So I have moved to Tampa, Florida and shared an apartment with a college friend of mine whos name was Mary.
Few weeks later her boyfriend, Michael, has come to visit her from Ohio and decided to stay for good (as he was currently out of job). I wasn’t too happy about it, but since we lived in a 2 bedroom/2 bathroom apartment I thought it couldn’t be too bad. But I was wrong. Here are the main issues I had with them:
-When Michael moved in, bills went up due to exessive cooking (he liked to cook), but were still divided by two, not by three of us. However, Michael had a full say in all house related issues and, of course, whenever the argument was present Mary always picked his side.
-I became a minority when it came up to any kind of decisions about our living space.
-I felt like a third wheel everytime all three of us hung out in a living area.
-Everytime I needed to use our washer there was another Mike and Mary’s load of laundry spinning in there.
-It was NOT fun to hang out together because everytime it ended with them fighthing.
-Few times I was awaken in the middle of the night by their screams when they went through another argument.
-It might sound crazy, but I felt like Michael was sort of… Competing with me for Mary’s attention and sometimes pushed his weight around just to test his power.
It wasn’t bad all the time though, and those things were not a big deal for me at first, but still, I got slightly irritated each time we had a “Michael and Mary” situation and soon enough the tension, that was gradually building up, resulted in fighting from all three sides. So over time we almost stopped talking to one another, and everytime all three of us were present in the same room heavy silence hung over the place. This was no roommate paradise.

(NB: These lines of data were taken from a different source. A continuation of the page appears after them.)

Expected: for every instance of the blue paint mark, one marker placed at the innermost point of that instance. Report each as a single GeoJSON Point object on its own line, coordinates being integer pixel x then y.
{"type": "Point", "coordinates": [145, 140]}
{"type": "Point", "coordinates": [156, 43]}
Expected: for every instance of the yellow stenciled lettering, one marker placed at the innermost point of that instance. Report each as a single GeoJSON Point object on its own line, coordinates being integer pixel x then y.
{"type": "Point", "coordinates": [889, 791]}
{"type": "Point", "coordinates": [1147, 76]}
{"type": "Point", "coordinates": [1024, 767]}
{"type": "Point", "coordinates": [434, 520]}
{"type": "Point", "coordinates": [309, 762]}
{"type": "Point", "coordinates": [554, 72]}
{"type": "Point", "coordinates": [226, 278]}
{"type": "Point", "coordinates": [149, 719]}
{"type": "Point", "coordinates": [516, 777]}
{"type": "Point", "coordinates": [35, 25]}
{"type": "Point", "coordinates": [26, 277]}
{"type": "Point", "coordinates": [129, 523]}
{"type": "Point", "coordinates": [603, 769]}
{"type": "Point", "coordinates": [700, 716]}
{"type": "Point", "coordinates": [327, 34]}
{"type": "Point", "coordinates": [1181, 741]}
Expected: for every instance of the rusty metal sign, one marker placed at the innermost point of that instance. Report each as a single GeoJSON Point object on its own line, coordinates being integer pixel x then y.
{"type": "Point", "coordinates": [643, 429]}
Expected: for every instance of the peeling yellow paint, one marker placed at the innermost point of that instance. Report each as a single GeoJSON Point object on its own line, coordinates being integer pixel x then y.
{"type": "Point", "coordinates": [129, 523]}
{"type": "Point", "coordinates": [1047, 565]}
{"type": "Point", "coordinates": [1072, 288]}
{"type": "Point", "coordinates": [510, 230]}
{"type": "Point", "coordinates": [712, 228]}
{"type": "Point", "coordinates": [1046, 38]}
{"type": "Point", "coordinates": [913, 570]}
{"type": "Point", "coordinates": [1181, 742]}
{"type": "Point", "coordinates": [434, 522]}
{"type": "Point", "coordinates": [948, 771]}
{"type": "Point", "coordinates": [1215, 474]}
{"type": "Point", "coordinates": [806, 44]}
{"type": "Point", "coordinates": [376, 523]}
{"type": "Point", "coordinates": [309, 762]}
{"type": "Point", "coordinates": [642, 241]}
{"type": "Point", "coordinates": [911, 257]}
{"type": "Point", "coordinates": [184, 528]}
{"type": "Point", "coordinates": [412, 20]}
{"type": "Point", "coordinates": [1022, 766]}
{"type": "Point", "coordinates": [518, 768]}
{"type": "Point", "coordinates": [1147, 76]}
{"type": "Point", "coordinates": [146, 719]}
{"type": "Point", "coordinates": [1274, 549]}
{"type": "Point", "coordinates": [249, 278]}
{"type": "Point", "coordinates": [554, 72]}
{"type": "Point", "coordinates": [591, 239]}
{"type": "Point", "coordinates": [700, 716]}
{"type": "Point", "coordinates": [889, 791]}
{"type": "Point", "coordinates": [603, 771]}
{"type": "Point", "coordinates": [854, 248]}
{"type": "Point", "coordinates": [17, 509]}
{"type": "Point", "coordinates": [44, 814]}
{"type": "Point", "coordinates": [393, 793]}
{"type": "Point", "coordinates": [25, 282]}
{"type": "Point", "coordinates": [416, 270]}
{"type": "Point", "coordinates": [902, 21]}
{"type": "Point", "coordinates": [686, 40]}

Long story short: Michael broke up with Mary and moved out and so did I. As of today I do not talk to either one of them and I would rather live in a windowless basement (also I hope I will never have to face this choice) then share an apartment with another couple. No matter how sweet and laid back they are.
I do agree that a lot of it was my own fault as I didn’t stand my ground at the beginning and let them take over the decision making, but it is kind of hard to change the situation on the go. So if you consider sharing an apartment with a couple, you should know what you are getting yourself into. And maybe workout a strategy and discuss all the possible issues before you move in together (Here, I did it, I gave you a how to advice).